Lastly, Wahtomy argues that his counsel was ineffective for failing to make a plausible showing that tribal court judge was biased and unable to make a neutral decision regarding probable cause. The government asserts that Wahtomy cannot raise this claim because the issue was raised and decided on direct review. See United States v. Scrivner, 189 F.3d 825, 828 (9th Cir. 1999) (holding that an issue that is presented on direct appeal and rejected on the merits is "binding on the resolution" of a §2255 motion). The Court disagrees and finds that the issue has not yet been resolved. Accordingly, the Court will address whether Wahtomy's counsel was ineffective in failing to make a plausible showing of bias.

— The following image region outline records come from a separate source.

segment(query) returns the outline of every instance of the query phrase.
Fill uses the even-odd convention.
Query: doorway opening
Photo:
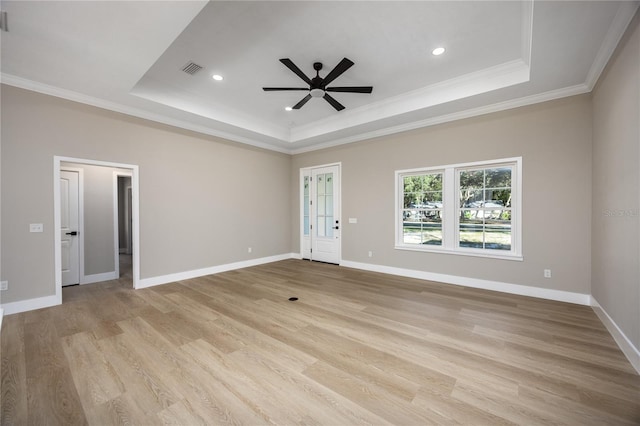
[[[341,164],[300,169],[300,247],[303,259],[340,264]]]
[[[126,275],[132,287],[137,288],[140,280],[138,166],[55,156],[53,170],[57,224],[54,272],[58,303],[62,303],[62,286],[68,284],[90,284]],[[73,180],[74,171],[78,177],[77,206],[73,204],[73,182],[67,182]],[[75,209],[78,220],[73,222],[70,219],[76,214]],[[72,270],[73,278],[69,278],[69,266],[76,262],[74,256],[77,256],[78,278]]]

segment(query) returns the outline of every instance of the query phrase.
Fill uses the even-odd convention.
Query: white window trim
[[[512,198],[511,198],[511,250],[490,250],[476,249],[469,247],[458,247],[459,227],[459,173],[461,169],[485,168],[488,166],[500,166],[511,164],[514,172],[512,174]],[[404,244],[402,242],[403,229],[401,211],[403,209],[403,180],[407,174],[418,173],[443,173],[442,192],[442,246]],[[448,164],[445,166],[421,167],[417,169],[396,170],[395,172],[395,249],[407,251],[420,251],[440,254],[453,254],[460,256],[476,256],[492,259],[505,259],[522,261],[522,157],[502,158],[496,160],[477,161],[473,163]]]

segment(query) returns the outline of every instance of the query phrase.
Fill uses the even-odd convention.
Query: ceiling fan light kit
[[[342,75],[346,70],[353,66],[353,61],[343,58],[338,65],[332,69],[329,74],[327,74],[324,78],[320,77],[320,70],[322,69],[321,62],[315,62],[313,64],[313,69],[316,71],[316,76],[313,78],[307,77],[305,73],[302,72],[300,68],[296,66],[296,64],[291,61],[289,58],[280,59],[280,62],[284,64],[287,68],[293,71],[298,77],[300,77],[305,83],[309,85],[309,87],[263,87],[262,90],[265,92],[274,92],[274,91],[290,91],[290,90],[301,90],[308,91],[309,93],[300,100],[297,104],[295,104],[292,109],[300,109],[304,104],[306,104],[311,98],[324,98],[332,107],[336,109],[336,111],[342,111],[344,109],[344,105],[335,100],[331,95],[327,92],[341,92],[341,93],[371,93],[373,91],[372,86],[350,86],[350,87],[327,87],[333,80]]]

Wahtomy asserts that he had information within his personal knowledge that could have strengthened his claim for issuance of a subpoena. He claims that if his counsel had proffered this information, the Court would have found basis for issuing the subpoena. However, Wahtomy does not state any new information in his present motion to give merit to his claims. Wahtomy's statements are conclusory, vague, and nearly identical to the allegations in his motion to subpoena the judge. Conclusory statements, without more, are insufficient to require a hearing on this matter. Johnson, 988 F.2d at 945. Because Wahtomy proffers no new information that his defense counsel allegedly failed to proffer, the Court finds that his counsel's defense of the subpoena was adequate.


Wahtomy has demonstrated neither deficient performance nor prejudice on any of the asserted grounds of ineffective assistance of counsel. As stated in Strickland, "There are countless ways to provide effective assistance in any given case. Even the best criminal defense attorneys would not defend a particular client the same way." Strickland, 466 U.S. at 689 (citations omitted). In assessing counsel's overall performance, the Court is confident that Wahtomy received the effective assistance of counsel necessary to maintain the integrity of the adversarial process as required by Strickland. Accordingly, Wahtomy's § 2255 Motion shall be dismissed.


Wahtomy cannot appeal from the denial or dismissal of his § 2255 motion unless he has first obtained a certificate of appealability. See 28 U.S.C. § 2253(c); Fed. R. App. P. 22(b). A certificate of appealability will issue only when Wahtomy has made "a substantial showing of the denial of a constitutional right." See 28 U.S.C. § 2253(c)(2). To satisfy this standard when the court has dismissed a § 2255 motion on procedural grounds, a claimant must show that reasonable jurists would find debatable (1) whether the court was correct in its procedural ruling, and (2) whether the motion states a valid claim of the denial of a constitutional right. Slack v. McDaniel, 529 U.S. 473, 484 (2000). When the court has denied a § 2255 motion on the merits, a claimant must show that reasonable jurists would find the court's decision to be debatable or wrong. Id.; Allen v. Ornoski, 435 F.3d 946, 951 (9th Cir. 2006).

After carefully considering the record and the relevant case law, the Court finds that reasonable jurists would not find the Court's rulings on Wahtomy's claims to be debatable or wrong. Accordingly, a certificate of appealability will not issue.

The Court will issue a separate Judgment as required by Rule 58(a).